Senior officials of Kadokawa, including its former chairman Tsuguhiko Kadokawa, have been indicted on suspicion of bribing Haruyuki Takahashi, a former executive of the organizing committee for the Tokyo 2020 Games.

They are accused of paying him a total of around 70 million yen ($480,000) to get the publisher selected as an Olympic sponsor.

According to the report, before Kadokawa paid Takahashi, the publisher’s intellectual property legal department informed the company’s senior officials, including the head of the section responsible for Olympic-related matters, that the payment could constitute a bribery offense.

Other senior officials at the company shared that view, the report says. Still, the publisher paid Takahashi.

During an interview by the third-party committee, the head of the section responsible for Olympic-related matters said, “While I had some uncomfortable feelings about the payment, I couldn’t say we shouldn’t do it.”

The report pointed out that the reason the publisher’s officials felt this way was that they didn’t want to offend Kadokawa, who held so much influence in the company.

But the report also revealed that one official at the section responsible for Olympic-related matters ceased to be involved in paying Takahashi after informing the section’s head of the desire to have no connection with the matter.

But no one, including this official, used the company’s whistleblowing system.

The system allows Kadokawa’s officials to secretly report cases where other officials at the company might have compliance issues, such as breaking the law or engaging in anti-social activities.

The committee heard that one senior official was even unaware that the whistleblowing system existed when the publisher was going to pay Takahashi.

However, the official told the committee, “(Even if I had been aware of the system,) I would have thought that if I used it, people in the company would find out.”

The official told the committee “There is no way I wouldn’t be worried about retaliation. (When the publisher was going to pay Takahashi,) I wanted to continue working at Kadokawa. So I didn’t think I would dare to try to stop the payment by taking such action (internal reporting).”

Another official told the committee, “I thought that even if one official voices concern, the payment would be made anyway and there would be only negative consequences (for the whistleblower) such as getting demoted, for example. I was resigned to the thought that the payment couldn’t be stopped.”

Taking into account such views, the report said that the reason Kadokawa’s officials didn’t use the whistleblowing system was their “resignation that the company would do nothing even if they made a complaint as well as concern that there would be negative consequences from making a complaint.”

The report also added, “Some officials in the company are not aware of the existence of the whistleblowing system in the first place. That suggests that the system was not something that the company’s officials were familiar with.”
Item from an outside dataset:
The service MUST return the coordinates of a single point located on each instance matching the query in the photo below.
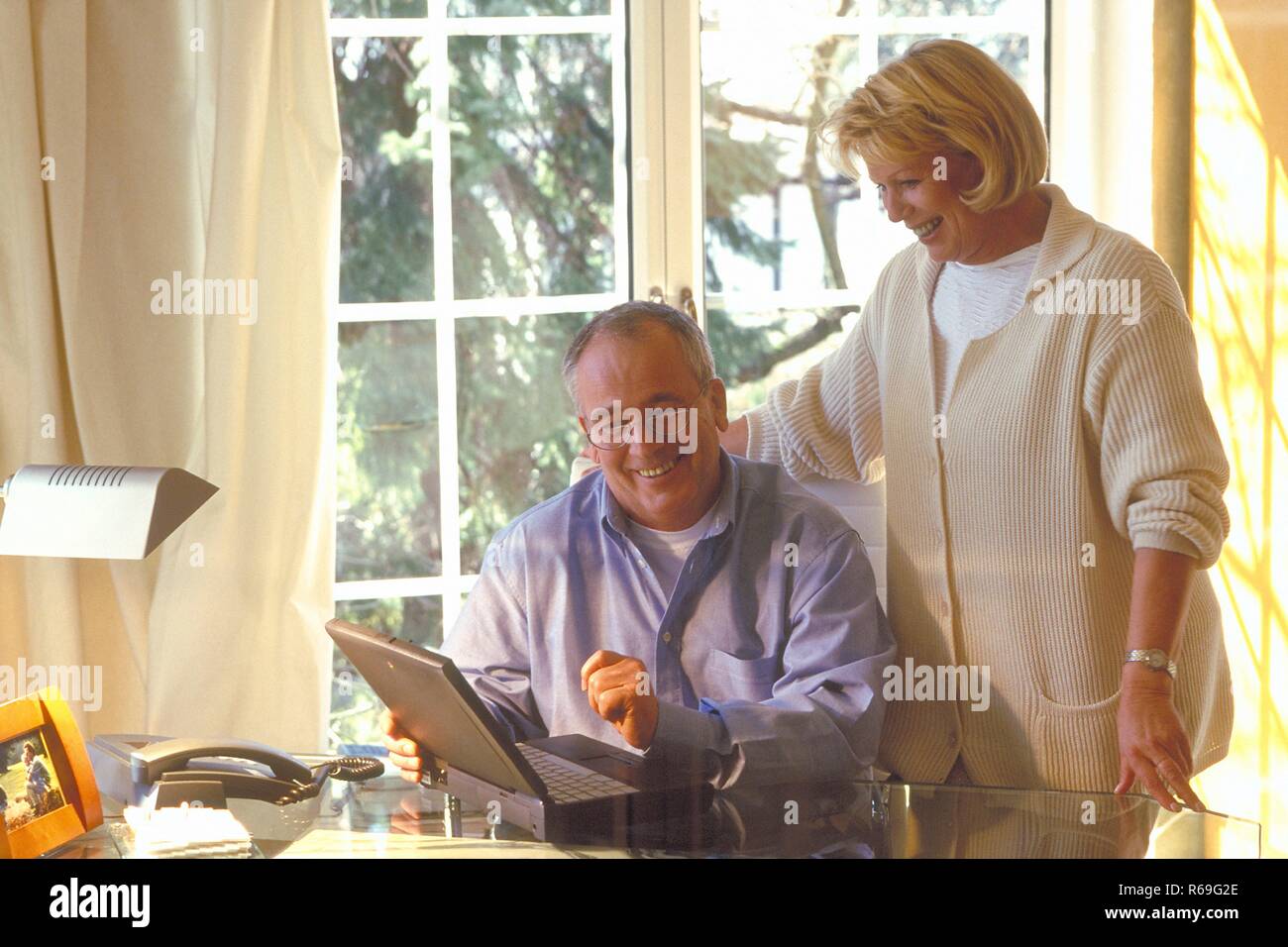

To change this situation, “It’s important for Kadokawa to express with its behavior that it seriously expects its officials to make reports through the whistleblowing system,” the report said.

It said that some companies actively ask their officials whether they are aware of any compliance issues.

It also added that some other companies commission outside firms to conduct tasks regarding whistleblowing, including investigation of cases, to protect whistleblowers’ anonymity.

The report proposed that Kadokawa put in place arrangements that are right for the company.